I like the word perspective used in the context of Library 2.0. It reminds me that I have a perspective, one that was shaped by the MLS years ago and by 30 years work as a librarian. Rick Anderson’s remarks resonate with a virtual presentation I heard from the MidAtlantic Library Futures Conference. Check out the audio presentation and PowerPoint given by futurist Joan Frye Williams.
Information customers, who are also library customers, aren’t as picky as librarians about what they find for sources. We’re still saying “make sure that’s a reputable document”– the customers are happy to find a blog/ story/ user group and go with that for the answer.

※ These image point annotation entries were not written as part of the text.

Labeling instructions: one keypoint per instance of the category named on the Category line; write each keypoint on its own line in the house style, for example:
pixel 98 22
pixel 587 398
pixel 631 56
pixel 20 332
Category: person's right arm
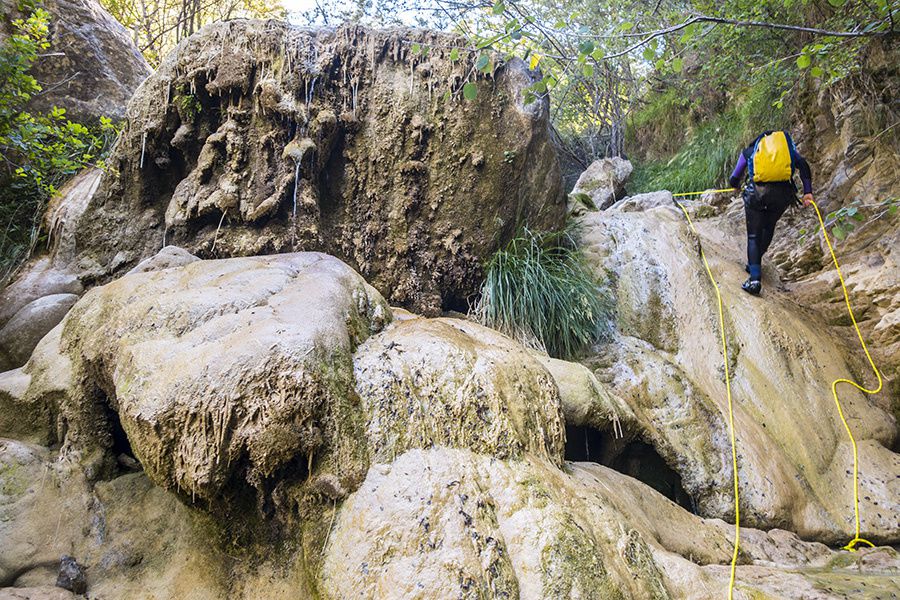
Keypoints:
pixel 805 178
pixel 738 173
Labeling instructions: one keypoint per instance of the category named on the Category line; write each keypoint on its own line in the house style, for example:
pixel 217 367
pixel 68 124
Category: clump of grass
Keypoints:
pixel 539 289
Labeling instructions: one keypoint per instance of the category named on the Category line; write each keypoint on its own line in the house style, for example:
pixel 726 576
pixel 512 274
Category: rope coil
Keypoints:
pixel 857 539
pixel 737 508
pixel 851 545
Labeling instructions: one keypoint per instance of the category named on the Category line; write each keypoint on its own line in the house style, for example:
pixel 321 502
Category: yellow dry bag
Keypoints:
pixel 772 158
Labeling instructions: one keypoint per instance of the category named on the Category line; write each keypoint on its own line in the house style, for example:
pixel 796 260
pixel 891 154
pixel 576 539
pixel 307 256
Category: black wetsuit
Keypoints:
pixel 764 203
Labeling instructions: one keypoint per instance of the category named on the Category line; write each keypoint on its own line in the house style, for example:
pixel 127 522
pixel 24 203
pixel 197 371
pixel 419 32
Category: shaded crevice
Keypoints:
pixel 630 457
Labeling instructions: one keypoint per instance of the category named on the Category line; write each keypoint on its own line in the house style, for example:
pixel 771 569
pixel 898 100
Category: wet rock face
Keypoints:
pixel 255 137
pixel 224 377
pixel 795 460
pixel 91 67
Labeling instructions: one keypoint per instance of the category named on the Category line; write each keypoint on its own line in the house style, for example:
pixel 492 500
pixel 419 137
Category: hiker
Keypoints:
pixel 770 162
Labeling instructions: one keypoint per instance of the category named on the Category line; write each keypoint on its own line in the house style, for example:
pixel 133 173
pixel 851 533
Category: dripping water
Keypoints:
pixel 296 185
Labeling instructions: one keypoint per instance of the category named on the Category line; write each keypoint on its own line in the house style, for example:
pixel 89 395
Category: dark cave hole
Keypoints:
pixel 120 443
pixel 633 458
pixel 454 303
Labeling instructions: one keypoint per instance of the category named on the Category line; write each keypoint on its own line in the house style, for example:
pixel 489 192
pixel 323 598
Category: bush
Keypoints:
pixel 539 289
pixel 38 152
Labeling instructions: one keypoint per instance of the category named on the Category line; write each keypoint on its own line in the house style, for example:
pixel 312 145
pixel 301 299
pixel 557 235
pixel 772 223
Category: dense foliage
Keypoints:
pixel 38 150
pixel 538 289
pixel 158 25
pixel 670 73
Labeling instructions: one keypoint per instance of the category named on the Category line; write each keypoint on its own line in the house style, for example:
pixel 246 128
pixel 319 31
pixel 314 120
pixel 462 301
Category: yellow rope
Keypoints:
pixel 723 190
pixel 737 509
pixel 851 545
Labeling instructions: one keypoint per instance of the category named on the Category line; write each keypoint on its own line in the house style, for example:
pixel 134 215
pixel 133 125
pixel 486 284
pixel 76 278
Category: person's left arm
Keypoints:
pixel 806 178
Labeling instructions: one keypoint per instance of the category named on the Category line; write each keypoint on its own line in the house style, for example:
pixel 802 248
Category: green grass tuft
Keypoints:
pixel 539 289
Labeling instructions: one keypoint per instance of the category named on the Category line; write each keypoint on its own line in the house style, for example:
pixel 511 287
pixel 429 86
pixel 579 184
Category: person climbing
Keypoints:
pixel 770 162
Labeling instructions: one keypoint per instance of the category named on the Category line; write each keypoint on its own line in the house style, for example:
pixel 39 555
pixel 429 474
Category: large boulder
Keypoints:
pixel 418 459
pixel 794 457
pixel 92 66
pixel 224 377
pixel 451 382
pixel 600 185
pixel 256 137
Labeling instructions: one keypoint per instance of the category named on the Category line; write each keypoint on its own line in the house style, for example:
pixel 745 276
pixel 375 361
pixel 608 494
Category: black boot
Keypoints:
pixel 752 286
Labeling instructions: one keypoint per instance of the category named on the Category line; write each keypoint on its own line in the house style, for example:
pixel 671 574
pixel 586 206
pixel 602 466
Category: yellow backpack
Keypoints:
pixel 772 158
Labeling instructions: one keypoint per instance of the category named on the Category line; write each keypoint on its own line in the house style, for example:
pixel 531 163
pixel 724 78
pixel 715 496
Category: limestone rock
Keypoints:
pixel 794 456
pixel 603 182
pixel 451 382
pixel 71 575
pixel 91 67
pixel 30 396
pixel 32 322
pixel 256 137
pixel 38 279
pixel 167 258
pixel 585 401
pixel 444 522
pixel 640 202
pixel 35 593
pixel 227 376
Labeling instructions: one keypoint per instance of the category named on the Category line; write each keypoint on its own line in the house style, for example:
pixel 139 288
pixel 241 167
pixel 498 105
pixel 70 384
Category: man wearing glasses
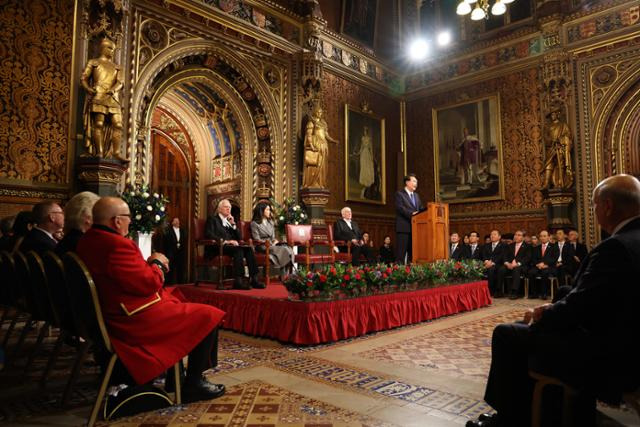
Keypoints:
pixel 49 219
pixel 150 328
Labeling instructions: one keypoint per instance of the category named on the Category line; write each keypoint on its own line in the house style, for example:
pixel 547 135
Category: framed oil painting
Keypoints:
pixel 359 20
pixel 468 151
pixel 364 156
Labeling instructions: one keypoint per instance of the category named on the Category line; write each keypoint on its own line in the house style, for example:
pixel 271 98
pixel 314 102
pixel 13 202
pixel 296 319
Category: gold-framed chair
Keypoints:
pixel 85 297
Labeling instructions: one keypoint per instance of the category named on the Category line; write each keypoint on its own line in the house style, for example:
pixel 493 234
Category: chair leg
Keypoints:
pixel 176 372
pixel 52 359
pixel 82 355
pixel 36 348
pixel 23 337
pixel 102 391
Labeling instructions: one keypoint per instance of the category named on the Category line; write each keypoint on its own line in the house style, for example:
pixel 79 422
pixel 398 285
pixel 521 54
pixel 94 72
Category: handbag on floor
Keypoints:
pixel 134 400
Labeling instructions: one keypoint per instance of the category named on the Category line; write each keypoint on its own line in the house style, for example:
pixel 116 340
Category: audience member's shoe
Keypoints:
pixel 238 283
pixel 255 283
pixel 201 390
pixel 485 420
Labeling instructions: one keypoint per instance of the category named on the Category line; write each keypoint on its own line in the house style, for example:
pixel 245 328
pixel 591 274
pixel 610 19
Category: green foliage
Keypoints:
pixel 148 208
pixel 345 281
pixel 290 212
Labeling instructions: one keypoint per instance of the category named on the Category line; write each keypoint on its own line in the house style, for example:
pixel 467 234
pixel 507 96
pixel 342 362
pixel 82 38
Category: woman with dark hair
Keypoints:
pixel 387 255
pixel 262 229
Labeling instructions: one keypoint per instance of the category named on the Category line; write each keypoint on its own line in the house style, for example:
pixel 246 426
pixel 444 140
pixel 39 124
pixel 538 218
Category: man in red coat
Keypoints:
pixel 151 329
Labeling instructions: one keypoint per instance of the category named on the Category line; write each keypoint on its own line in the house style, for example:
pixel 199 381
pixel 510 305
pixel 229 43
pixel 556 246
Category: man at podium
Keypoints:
pixel 407 204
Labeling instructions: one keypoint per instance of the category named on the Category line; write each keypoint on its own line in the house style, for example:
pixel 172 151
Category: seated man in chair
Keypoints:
pixel 222 226
pixel 586 339
pixel 150 328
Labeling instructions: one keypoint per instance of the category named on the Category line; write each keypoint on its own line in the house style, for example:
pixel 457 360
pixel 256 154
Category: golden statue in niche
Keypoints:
pixel 558 172
pixel 102 79
pixel 316 150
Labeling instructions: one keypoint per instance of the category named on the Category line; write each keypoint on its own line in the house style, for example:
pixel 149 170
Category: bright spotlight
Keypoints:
pixel 418 49
pixel 444 38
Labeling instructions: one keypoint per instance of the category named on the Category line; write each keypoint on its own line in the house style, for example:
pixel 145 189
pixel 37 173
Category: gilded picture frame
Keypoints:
pixel 359 21
pixel 364 153
pixel 468 158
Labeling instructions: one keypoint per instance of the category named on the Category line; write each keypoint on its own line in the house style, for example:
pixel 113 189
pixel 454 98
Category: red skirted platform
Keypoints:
pixel 268 313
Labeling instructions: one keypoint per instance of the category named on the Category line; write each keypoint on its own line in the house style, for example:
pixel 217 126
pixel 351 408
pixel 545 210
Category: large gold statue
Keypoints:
pixel 102 79
pixel 558 172
pixel 316 151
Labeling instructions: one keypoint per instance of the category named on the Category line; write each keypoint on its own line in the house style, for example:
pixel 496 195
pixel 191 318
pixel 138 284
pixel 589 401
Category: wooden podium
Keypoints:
pixel 430 233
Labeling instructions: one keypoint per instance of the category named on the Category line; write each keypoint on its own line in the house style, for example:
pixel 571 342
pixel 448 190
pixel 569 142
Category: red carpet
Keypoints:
pixel 268 312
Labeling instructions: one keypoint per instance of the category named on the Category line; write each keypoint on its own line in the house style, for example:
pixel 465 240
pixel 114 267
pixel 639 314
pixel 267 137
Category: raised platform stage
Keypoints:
pixel 268 312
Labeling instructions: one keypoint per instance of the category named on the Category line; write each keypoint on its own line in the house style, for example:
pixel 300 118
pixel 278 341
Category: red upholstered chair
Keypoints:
pixel 302 235
pixel 340 256
pixel 219 260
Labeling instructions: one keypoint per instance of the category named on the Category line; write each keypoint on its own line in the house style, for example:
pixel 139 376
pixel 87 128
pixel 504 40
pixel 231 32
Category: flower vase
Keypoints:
pixel 144 243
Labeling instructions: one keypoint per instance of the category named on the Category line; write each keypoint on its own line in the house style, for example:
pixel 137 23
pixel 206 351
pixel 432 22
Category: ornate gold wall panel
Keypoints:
pixel 522 143
pixel 35 70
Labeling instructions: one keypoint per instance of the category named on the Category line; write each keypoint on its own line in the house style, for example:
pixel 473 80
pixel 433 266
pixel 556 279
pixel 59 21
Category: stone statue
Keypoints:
pixel 102 79
pixel 316 151
pixel 558 172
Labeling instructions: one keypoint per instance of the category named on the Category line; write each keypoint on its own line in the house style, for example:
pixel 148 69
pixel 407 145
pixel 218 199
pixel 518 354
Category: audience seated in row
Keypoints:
pixel 585 339
pixel 511 257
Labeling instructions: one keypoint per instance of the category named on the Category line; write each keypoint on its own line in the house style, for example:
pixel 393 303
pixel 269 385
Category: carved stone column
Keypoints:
pixel 102 176
pixel 556 96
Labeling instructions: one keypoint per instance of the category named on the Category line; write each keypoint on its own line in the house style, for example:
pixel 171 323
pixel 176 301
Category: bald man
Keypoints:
pixel 588 338
pixel 150 328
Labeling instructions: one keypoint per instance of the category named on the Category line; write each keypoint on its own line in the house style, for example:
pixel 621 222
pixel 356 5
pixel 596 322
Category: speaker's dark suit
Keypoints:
pixel 496 255
pixel 523 257
pixel 176 252
pixel 38 241
pixel 215 230
pixel 460 252
pixel 550 258
pixel 586 339
pixel 405 207
pixel 342 231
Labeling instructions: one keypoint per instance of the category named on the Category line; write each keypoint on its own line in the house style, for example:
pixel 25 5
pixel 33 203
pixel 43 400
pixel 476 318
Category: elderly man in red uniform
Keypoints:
pixel 150 328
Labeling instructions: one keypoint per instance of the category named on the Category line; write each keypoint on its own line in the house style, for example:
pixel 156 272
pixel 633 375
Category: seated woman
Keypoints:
pixel 262 228
pixel 387 254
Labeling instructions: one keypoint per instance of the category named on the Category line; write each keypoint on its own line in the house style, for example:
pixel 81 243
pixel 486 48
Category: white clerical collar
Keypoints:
pixel 623 223
pixel 45 232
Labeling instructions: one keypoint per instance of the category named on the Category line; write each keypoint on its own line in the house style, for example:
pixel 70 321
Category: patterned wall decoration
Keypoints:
pixel 338 92
pixel 35 69
pixel 258 17
pixel 479 62
pixel 604 24
pixel 521 133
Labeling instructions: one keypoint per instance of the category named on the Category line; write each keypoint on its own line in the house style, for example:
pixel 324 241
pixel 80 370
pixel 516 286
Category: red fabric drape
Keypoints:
pixel 320 322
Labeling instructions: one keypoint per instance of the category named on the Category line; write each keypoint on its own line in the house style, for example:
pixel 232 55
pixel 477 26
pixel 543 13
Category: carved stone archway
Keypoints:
pixel 256 109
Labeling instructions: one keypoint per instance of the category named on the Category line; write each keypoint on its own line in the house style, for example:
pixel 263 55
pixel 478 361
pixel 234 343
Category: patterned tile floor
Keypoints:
pixel 431 374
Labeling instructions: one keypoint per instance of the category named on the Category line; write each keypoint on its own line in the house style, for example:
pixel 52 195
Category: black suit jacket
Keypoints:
pixel 170 242
pixel 523 256
pixel 598 319
pixel 497 255
pixel 37 241
pixel 214 229
pixel 580 251
pixel 475 254
pixel 405 210
pixel 461 252
pixel 550 255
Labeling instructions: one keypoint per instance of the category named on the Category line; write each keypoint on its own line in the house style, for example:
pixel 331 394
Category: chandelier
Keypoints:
pixel 482 8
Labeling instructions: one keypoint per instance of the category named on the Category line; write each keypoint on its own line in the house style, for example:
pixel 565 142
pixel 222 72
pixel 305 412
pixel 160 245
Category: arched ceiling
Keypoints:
pixel 213 112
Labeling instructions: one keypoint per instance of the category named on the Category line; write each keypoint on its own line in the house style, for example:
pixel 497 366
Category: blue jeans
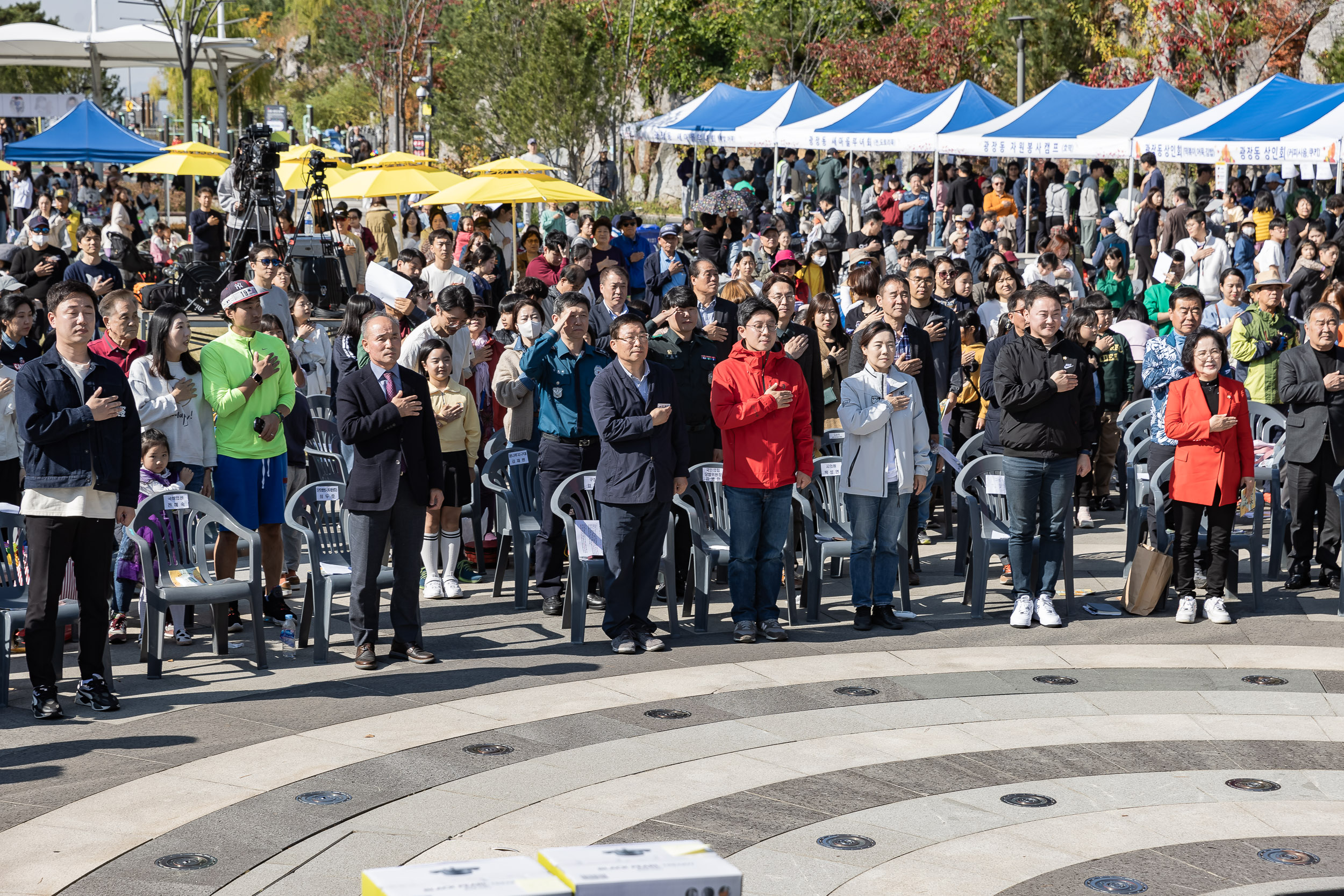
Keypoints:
pixel 875 527
pixel 759 523
pixel 1038 491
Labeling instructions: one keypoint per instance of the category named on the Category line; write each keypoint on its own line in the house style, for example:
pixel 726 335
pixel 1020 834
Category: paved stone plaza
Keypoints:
pixel 761 759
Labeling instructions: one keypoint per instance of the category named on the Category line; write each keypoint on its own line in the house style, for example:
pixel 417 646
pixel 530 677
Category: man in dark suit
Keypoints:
pixel 613 288
pixel 1311 382
pixel 802 345
pixel 383 412
pixel 718 316
pixel 644 461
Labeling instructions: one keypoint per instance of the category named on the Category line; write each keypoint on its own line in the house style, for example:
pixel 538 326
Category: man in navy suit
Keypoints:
pixel 644 460
pixel 383 412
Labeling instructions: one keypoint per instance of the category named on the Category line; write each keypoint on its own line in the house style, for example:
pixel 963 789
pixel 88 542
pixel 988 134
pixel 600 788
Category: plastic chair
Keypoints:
pixel 179 555
pixel 573 501
pixel 323 407
pixel 990 532
pixel 326 436
pixel 522 492
pixel 707 511
pixel 974 448
pixel 1243 539
pixel 827 534
pixel 318 512
pixel 14 601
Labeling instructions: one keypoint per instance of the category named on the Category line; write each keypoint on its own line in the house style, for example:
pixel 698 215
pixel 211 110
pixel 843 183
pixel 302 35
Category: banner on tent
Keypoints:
pixel 38 105
pixel 1238 154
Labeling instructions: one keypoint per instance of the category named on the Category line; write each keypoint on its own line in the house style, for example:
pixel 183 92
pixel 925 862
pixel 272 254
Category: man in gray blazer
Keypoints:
pixel 1311 383
pixel 383 410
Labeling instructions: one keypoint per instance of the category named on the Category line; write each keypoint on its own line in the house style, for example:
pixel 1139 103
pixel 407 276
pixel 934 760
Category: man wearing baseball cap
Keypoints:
pixel 248 379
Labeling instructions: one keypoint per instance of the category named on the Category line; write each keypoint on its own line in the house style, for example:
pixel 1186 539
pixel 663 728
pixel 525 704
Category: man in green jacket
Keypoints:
pixel 1260 338
pixel 249 383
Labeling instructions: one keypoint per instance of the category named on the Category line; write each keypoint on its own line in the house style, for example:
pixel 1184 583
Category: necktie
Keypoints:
pixel 391 393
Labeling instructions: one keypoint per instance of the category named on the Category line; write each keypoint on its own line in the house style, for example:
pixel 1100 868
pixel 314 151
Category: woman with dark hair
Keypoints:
pixel 823 316
pixel 18 345
pixel 1207 414
pixel 968 417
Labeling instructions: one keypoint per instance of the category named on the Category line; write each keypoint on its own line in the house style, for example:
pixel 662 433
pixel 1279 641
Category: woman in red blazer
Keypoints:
pixel 1209 418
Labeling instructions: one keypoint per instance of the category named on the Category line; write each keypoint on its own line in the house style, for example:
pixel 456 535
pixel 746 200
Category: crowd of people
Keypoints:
pixel 861 307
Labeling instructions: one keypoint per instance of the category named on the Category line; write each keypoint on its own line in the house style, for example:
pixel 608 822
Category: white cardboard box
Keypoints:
pixel 674 868
pixel 506 876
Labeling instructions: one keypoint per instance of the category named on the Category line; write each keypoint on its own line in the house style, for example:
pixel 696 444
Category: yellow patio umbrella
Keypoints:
pixel 515 187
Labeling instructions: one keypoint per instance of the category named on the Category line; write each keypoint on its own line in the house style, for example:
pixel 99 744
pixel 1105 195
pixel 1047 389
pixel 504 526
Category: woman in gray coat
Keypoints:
pixel 886 460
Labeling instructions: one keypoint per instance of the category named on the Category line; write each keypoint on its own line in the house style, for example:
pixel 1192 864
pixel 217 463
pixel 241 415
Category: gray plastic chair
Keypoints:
pixel 573 501
pixel 522 493
pixel 178 521
pixel 990 534
pixel 14 602
pixel 318 512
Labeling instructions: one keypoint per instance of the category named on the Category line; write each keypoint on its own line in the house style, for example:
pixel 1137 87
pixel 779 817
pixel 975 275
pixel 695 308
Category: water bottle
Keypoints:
pixel 288 639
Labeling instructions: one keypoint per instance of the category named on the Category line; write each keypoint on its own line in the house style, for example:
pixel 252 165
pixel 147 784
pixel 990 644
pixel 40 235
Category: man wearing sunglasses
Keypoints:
pixel 265 264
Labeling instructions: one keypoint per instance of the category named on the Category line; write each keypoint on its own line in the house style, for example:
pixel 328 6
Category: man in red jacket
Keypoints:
pixel 760 402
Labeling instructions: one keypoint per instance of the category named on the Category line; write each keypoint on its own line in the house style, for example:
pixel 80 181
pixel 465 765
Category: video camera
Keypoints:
pixel 256 163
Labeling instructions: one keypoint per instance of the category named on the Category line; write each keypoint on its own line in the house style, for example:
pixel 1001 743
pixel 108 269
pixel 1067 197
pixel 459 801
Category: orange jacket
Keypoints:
pixel 764 447
pixel 1207 460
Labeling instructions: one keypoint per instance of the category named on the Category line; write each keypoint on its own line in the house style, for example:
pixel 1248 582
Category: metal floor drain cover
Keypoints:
pixel 1265 680
pixel 1034 801
pixel 323 797
pixel 1288 856
pixel 488 750
pixel 1055 680
pixel 846 841
pixel 1113 884
pixel 186 862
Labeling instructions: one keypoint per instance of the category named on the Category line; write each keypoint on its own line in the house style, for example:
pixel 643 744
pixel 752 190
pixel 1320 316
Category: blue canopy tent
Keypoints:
pixel 85 133
pixel 894 119
pixel 1277 121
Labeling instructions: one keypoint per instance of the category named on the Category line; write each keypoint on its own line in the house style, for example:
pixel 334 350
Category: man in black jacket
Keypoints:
pixel 1311 382
pixel 1049 432
pixel 81 451
pixel 383 410
pixel 643 462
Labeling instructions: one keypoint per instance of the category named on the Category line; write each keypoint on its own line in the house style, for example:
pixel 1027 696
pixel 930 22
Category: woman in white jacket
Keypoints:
pixel 886 460
pixel 170 398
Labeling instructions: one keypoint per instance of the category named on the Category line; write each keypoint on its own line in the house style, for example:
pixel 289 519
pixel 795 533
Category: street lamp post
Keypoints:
pixel 1022 55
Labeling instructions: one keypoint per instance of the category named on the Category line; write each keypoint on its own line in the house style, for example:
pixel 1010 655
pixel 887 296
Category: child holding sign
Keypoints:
pixel 459 440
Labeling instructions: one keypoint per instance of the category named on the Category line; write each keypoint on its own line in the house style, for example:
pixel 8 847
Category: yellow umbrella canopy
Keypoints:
pixel 512 189
pixel 383 182
pixel 176 163
pixel 294 175
pixel 510 166
pixel 304 149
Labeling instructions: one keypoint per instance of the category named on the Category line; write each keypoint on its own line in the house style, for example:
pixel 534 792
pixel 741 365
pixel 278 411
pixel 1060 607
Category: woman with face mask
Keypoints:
pixel 511 389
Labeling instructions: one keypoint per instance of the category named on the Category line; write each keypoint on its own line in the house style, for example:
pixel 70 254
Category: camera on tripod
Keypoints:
pixel 257 160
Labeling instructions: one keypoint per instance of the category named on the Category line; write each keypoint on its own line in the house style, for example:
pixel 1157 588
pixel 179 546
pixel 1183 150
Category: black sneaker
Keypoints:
pixel 45 704
pixel 95 695
pixel 886 617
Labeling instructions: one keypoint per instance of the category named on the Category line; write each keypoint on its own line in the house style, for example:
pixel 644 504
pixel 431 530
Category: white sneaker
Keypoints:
pixel 1216 612
pixel 1022 612
pixel 1046 612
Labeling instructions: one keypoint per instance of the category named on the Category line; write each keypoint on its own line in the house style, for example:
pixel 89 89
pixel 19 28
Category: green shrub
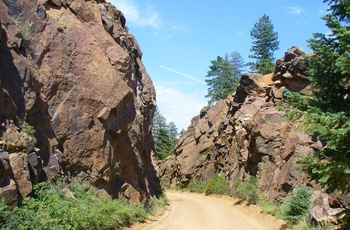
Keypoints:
pixel 217 185
pixel 270 208
pixel 87 210
pixel 196 185
pixel 297 206
pixel 246 190
pixel 24 29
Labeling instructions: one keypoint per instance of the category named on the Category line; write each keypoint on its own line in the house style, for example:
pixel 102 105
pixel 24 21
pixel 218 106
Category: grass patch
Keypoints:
pixel 217 185
pixel 297 207
pixel 270 208
pixel 196 185
pixel 86 210
pixel 24 30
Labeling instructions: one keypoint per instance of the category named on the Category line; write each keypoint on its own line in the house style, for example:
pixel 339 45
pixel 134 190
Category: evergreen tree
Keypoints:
pixel 165 136
pixel 326 114
pixel 265 42
pixel 223 76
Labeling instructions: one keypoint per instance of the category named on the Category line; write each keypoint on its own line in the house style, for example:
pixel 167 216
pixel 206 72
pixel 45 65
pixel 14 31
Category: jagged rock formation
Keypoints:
pixel 246 135
pixel 72 71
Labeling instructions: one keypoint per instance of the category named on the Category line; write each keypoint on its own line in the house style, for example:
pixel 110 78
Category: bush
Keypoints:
pixel 86 210
pixel 270 208
pixel 246 190
pixel 217 185
pixel 196 185
pixel 297 206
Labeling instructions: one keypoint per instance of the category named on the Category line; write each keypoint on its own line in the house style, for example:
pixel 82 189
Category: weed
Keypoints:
pixel 196 185
pixel 297 206
pixel 87 210
pixel 24 30
pixel 246 190
pixel 28 129
pixel 217 185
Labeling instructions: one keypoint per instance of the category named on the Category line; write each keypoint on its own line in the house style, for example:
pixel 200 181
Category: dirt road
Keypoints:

Two points Rick Anderson made:
1. Put library services and content where the customer goes, which is now on the web. Integrate them into the customer’s “daily patterns.” Quite a challenge for Vermont’s places filled with books!
2. Make sure library services are usable without training. Make them “user-centric.”
Both of these points make more sense in Anderson’s academic environment than they do in mine. The public library environment I know includes many tuned in, blog-reading, Google-using customers– but it also includes my young hairdresser who knows e-mail but not much else on the web. And how about the seniors, the largest demographic in New England? Eager to learn– but taken as a group, not yet on the web.
I’m paying attention, I’m recognizing how fast change comes, but I’m not convinced we should jettison the habits of the past and switch our attention to IM now. Unless (thanks, Michael Stephens) our customers are truly demanding that we do so.